5 Signs Your Partner Doesn’t Respect You
One of the key elements of a healthy relationship is respect, however at the beginning it is difficult to see whether your partner truly respects you. Even though it is often obvious that you are being disrespected, it is sometimes hard to see the signs particularly because everyone has a different definition about respect.
Respect is something that can’t be measured which is why little research has been done regarding this topic. However, psychologists have been able to create a definition about respect which includes the following:
- Not being abusive or judgmental
- Being considerate
Most of the subjects in the study had the same concept about respect and they agreed that the following 5 things are a definite sign that your partner is being disrespectful.
1.He/she tells you what is wrong with you
No one is perfect. You already know this, which is why you don’t need your partner to keep reminding you of it. It’s hard enough for you to accept your own faults without a reminder.
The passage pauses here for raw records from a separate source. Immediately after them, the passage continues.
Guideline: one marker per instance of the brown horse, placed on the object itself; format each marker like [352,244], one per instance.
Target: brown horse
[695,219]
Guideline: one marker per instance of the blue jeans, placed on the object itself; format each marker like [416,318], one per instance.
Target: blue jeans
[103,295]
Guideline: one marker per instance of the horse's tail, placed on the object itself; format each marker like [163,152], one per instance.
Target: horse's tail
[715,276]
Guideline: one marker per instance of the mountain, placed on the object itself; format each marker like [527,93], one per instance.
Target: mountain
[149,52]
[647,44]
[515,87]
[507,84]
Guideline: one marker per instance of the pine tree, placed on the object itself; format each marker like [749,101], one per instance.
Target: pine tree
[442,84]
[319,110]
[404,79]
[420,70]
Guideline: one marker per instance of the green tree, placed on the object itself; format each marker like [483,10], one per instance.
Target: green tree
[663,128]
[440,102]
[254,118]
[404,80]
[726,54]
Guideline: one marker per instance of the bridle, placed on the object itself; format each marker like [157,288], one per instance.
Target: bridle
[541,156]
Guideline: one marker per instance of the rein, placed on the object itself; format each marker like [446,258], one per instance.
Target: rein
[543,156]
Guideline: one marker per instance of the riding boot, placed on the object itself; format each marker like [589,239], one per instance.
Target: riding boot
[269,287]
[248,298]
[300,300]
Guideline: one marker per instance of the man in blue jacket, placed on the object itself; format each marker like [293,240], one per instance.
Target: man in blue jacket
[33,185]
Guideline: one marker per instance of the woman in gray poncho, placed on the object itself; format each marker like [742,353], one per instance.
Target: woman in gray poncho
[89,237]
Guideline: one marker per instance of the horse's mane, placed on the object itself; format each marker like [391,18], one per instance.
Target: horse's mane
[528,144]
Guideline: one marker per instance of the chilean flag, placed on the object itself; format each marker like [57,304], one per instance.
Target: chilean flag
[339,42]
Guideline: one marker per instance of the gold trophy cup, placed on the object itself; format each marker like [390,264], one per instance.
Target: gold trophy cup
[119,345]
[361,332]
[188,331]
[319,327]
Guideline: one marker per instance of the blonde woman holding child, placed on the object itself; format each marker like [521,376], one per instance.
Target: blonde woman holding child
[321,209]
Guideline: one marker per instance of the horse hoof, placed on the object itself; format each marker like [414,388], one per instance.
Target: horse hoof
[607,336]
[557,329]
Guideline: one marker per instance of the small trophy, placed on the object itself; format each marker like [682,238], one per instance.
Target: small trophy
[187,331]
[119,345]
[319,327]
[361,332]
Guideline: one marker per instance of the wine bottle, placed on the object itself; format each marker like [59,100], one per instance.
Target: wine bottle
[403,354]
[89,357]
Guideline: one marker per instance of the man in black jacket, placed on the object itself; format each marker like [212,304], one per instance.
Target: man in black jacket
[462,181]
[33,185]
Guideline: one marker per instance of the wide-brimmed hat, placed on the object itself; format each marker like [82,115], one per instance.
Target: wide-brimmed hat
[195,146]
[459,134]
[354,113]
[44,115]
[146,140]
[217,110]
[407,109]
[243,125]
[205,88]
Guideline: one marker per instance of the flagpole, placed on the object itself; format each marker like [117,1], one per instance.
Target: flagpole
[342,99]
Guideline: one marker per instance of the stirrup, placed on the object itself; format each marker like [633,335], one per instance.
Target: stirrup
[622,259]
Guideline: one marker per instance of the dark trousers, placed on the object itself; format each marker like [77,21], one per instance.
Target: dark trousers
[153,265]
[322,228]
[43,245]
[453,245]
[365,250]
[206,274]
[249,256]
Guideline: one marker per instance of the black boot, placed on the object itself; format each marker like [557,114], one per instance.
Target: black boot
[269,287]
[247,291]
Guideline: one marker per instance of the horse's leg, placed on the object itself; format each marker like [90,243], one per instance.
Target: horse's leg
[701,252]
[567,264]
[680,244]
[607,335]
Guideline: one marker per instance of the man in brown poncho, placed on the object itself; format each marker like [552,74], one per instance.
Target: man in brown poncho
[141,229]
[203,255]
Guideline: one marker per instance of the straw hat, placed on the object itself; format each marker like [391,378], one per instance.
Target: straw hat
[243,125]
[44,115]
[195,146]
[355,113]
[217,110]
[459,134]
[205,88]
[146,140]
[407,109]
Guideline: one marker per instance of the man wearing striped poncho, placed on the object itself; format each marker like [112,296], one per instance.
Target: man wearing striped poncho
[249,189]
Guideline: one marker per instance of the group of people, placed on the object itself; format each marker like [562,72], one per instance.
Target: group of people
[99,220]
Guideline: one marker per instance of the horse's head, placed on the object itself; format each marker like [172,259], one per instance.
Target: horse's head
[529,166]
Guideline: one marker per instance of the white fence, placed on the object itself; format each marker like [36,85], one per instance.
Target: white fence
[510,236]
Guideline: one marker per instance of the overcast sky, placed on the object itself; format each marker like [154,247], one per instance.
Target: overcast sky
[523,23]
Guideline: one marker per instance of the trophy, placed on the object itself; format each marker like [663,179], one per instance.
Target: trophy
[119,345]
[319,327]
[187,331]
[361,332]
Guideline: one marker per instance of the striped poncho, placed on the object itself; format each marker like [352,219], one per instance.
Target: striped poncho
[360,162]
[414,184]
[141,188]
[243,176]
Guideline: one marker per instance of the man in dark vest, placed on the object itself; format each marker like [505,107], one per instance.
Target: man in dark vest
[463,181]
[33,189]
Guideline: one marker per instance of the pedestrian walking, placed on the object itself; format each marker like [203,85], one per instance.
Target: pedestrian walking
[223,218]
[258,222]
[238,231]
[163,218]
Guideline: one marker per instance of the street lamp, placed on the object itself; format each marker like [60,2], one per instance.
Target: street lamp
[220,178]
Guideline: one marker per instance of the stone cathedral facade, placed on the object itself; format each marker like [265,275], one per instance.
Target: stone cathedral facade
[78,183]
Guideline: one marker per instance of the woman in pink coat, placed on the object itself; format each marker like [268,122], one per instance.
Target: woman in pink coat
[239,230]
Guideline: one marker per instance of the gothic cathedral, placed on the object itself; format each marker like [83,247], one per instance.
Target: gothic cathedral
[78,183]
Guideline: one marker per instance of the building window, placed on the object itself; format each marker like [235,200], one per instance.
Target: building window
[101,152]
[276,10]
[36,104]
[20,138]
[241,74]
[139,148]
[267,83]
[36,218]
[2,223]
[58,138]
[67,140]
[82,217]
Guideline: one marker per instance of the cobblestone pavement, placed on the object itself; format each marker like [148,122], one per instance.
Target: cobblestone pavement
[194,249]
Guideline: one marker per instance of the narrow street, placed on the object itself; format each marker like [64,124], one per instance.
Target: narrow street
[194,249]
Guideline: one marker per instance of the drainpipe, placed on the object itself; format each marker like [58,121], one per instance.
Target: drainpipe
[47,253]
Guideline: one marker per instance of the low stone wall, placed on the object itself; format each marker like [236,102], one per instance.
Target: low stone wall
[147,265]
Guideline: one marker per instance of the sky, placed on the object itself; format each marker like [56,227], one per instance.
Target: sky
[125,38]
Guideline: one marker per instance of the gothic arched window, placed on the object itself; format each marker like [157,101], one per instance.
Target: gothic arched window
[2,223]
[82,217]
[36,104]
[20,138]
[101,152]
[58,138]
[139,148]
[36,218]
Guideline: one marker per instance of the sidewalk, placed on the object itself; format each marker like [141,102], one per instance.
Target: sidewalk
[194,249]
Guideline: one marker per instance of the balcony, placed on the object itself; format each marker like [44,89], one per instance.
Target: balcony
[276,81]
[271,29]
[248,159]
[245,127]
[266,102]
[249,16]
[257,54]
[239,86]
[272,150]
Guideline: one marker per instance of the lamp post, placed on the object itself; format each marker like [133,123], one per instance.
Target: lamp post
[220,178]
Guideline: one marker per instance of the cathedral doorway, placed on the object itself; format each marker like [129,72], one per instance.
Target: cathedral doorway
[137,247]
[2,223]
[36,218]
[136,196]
If your partner frequently speaks up about what they feel are your weak points or mistakes, this is a sign they don’t respect you. Talk openly about how this makes you feel and let them know you are aware that you are not perfect.
2.He/she doesn’t listen to you
Respect can also be shown through the ability to listen carefully to what your partner is telling you. The communication breaks down if one of the people in the conversation keeps interrupting the other or seems distant.
Besides listening, responding is also a very important part of a healthy conversation because it shows you are fully present in the moment.
3.He/she always does things his/her way
Being in a healthy relationship means having the same and equal rights. No one should always be right or have things their way. One of the keys to a respectful relationship is being able to compromise.
When your partner tries to control the relationship and insists on having things their way, it is a sign that they do not respect your needs. Try asserting yourself, especially when the subject at hand is important to you. If your partner still does not give you a turn in having things your way, tell them this behavior is unacceptable.
4.He/she disrespects your friends and family
Your partner doesn’t have to love your friends or family like you do, but they do need to treat them with respect. As a couple, you will be spending time together in the future, and part of your lives together will include family time.
It is important to a healthy, respectful relationship for you and your partner to have a good relationship with each other’s friends and family. Even if you are only civil to each other, respect for your partner’s loved ones is important.
5.He/she is constantly unkind
Harming other people especially if it is intentional, is a red flag that your partner is being disrespectful. Attacking someone whether it is physically or verbally shows how little your partner cares about you or other people’s feelings. He/she should know that everyone is responsible for their own words and actions and he needs to know the consequences of that kind of behavior.